The problem of plastic waste will require drastic measures to alleviate, let alone solve. Several governments worldwide have been trying to tackle the problem through a variety of initiatives from charging customers for disposable bags to threatening dispensers of such bags with jail. In Malaysia, too, the federal and local governments have been trying to grapple with the problem of plastic waste for years from anti-littering campaigns in Sabah to tentative bans on the use of plastic bags in Kuala Lumpur.

Plastic bags are a scourge on marine environments. Photo Credit: Wikimedia Commons

But far more needs to be done, stress Malaysian environmentalists. “It is evident from the easily accessible local and global information that single-use plastics and plastics discarded that end up in our environment have dire consequences on nature and biodiversity,” says Dionysius SK Sharma, chief executive of WWF-Malaysia. “All administrative units of government need to step up and contribute to the solutions to this global problem.”

Yet it does not seem that many Malaysian politicians are truly serious about the issue. Selangor BN chairman Tan Sri Noh Omar has announced that if his party manages to recapture power in the state it will do away with a surcharge of 20 sen that local consumers currently need to pay for each single-use plastic bag in Selangor.

Such pronouncements, no doubt made to appease the plastic-manufacturing lobby, justifiably concern Malaysian environmentalists and lovers of the country’s natural bounty. “It is not about political parties. They can say anything: it is their prerogative. It is about governments — local, state and federal governments that matter. Any responsible government will need to do what is right,” Dionysius insists.

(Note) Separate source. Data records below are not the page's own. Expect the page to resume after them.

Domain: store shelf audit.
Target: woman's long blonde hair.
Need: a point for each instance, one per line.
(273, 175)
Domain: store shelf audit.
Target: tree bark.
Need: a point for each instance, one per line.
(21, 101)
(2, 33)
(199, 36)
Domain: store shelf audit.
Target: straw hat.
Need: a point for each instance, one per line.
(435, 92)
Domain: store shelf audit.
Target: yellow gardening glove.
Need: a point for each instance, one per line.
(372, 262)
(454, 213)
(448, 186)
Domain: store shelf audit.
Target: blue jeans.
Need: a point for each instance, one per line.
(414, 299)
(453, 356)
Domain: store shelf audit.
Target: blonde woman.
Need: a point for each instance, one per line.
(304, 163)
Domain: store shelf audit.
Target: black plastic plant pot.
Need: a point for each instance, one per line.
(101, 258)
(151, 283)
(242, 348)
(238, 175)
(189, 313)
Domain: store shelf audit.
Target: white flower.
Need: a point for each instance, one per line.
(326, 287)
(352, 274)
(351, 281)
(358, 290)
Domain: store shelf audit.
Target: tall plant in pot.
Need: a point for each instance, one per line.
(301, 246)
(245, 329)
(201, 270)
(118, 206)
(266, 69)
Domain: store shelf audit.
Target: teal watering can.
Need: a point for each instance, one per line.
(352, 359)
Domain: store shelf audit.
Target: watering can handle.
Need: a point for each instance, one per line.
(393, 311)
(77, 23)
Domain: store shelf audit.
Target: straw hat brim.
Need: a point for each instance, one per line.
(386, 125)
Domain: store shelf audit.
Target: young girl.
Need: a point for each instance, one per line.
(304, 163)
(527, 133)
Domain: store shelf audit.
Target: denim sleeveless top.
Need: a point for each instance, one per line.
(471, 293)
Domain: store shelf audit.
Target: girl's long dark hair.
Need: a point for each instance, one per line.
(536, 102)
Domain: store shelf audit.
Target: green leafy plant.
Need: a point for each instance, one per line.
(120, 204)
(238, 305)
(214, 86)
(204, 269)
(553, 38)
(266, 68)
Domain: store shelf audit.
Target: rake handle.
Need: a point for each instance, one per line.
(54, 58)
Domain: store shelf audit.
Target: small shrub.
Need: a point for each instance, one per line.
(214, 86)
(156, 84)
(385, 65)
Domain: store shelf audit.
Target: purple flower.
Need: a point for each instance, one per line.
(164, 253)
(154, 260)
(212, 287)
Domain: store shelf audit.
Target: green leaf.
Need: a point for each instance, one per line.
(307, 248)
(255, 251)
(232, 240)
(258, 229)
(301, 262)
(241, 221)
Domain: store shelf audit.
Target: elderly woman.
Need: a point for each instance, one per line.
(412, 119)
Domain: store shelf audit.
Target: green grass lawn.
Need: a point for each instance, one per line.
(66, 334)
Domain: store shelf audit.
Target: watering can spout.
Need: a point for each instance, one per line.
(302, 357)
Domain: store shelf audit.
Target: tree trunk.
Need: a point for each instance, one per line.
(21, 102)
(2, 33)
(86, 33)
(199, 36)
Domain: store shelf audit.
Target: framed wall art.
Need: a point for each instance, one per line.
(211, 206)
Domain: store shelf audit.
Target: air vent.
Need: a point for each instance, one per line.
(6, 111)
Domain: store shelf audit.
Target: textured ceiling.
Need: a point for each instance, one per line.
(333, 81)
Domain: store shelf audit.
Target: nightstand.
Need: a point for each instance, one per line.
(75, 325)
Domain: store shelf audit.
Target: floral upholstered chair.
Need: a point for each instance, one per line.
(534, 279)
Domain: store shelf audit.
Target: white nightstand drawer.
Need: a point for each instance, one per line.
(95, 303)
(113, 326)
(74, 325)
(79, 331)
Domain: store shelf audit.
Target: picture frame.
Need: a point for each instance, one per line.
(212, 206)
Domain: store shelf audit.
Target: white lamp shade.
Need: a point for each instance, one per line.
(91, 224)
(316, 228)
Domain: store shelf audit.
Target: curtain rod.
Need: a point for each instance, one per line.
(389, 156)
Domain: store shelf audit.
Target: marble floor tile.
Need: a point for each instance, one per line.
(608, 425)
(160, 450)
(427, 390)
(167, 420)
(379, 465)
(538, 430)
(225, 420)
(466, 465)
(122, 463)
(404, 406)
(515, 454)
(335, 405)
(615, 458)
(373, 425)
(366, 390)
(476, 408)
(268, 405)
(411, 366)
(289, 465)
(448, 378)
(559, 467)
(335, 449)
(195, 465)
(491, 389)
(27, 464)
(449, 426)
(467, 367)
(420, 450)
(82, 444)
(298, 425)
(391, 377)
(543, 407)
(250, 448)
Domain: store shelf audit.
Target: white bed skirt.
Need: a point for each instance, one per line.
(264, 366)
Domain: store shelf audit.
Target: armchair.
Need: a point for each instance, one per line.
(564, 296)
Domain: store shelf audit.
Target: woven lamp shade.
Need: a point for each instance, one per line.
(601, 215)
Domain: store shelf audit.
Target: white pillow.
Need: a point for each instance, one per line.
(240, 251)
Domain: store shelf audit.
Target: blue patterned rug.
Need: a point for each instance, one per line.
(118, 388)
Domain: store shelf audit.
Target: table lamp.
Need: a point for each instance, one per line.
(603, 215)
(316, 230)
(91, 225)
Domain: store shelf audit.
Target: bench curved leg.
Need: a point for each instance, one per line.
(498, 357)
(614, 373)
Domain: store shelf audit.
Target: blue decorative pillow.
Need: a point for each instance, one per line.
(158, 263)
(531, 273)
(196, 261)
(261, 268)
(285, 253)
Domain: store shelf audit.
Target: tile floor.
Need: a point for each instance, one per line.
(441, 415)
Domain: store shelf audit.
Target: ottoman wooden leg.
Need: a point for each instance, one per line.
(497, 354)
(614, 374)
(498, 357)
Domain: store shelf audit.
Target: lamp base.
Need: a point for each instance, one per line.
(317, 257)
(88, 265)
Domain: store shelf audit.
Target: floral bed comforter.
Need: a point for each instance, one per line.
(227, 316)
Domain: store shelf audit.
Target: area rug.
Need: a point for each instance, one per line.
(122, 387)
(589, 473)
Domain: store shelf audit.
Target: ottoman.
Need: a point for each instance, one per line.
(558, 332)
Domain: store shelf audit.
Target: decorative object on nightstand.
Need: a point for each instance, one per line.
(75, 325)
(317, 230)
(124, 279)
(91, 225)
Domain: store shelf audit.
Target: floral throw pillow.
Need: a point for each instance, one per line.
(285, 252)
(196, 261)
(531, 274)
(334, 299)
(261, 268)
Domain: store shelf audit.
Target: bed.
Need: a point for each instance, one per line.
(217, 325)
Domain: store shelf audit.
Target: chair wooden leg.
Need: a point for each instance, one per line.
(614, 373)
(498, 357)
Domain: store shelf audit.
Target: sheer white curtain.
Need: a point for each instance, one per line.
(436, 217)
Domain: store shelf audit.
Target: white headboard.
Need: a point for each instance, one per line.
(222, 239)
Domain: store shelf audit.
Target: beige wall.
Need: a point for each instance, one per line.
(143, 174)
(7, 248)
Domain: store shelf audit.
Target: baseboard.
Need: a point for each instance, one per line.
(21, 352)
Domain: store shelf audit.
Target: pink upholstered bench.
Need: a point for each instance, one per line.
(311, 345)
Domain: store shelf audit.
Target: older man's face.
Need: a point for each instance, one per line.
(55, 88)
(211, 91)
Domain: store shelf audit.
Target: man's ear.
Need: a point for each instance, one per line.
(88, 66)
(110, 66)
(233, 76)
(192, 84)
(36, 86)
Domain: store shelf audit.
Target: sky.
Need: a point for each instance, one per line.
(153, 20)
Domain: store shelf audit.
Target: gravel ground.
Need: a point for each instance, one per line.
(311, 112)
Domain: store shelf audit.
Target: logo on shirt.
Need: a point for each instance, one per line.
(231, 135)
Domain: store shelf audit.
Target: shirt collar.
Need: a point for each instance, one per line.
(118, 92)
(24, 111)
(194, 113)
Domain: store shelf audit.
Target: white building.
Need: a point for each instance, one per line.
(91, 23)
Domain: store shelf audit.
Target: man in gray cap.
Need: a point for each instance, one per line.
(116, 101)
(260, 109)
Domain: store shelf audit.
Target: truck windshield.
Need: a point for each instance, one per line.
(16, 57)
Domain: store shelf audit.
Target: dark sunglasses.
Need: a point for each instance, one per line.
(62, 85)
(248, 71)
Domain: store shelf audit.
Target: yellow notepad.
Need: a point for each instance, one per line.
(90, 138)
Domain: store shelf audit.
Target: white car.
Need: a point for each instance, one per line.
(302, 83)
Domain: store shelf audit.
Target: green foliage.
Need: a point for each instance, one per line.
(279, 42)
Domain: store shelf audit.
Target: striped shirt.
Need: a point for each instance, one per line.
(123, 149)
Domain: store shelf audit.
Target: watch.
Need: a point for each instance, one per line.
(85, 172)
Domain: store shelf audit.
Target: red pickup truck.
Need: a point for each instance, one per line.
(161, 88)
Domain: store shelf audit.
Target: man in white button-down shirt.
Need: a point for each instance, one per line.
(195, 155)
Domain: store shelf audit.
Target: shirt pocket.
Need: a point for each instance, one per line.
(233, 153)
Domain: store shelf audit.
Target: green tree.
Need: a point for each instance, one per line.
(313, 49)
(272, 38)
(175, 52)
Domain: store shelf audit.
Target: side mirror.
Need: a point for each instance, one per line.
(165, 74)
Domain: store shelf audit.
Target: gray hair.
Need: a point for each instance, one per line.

In any event, a recent study found that the 20 sen surcharge has been ineffective in weaning consumers off the use of disposable plastic bags. Instead, some conservationist groups like Sahabat Alam Malaysia (SAM) recommend replacing non-biodegradable single-use bags with recyclable bags so that even if they end up being dumped, these bags can at least degrade naturally on their own within a relatively short period of time.

“We have to emulate foreign countries that have long used recyclable bags,” a member of SAM noted. “We need to do research, but I feel Malaysia has no problem in manufacturing recyclable bags.”

We will also continue to educate Malaysians about the harm disposable plastic bags do to their environment so that they will be less and less prone to use such bags in the first place.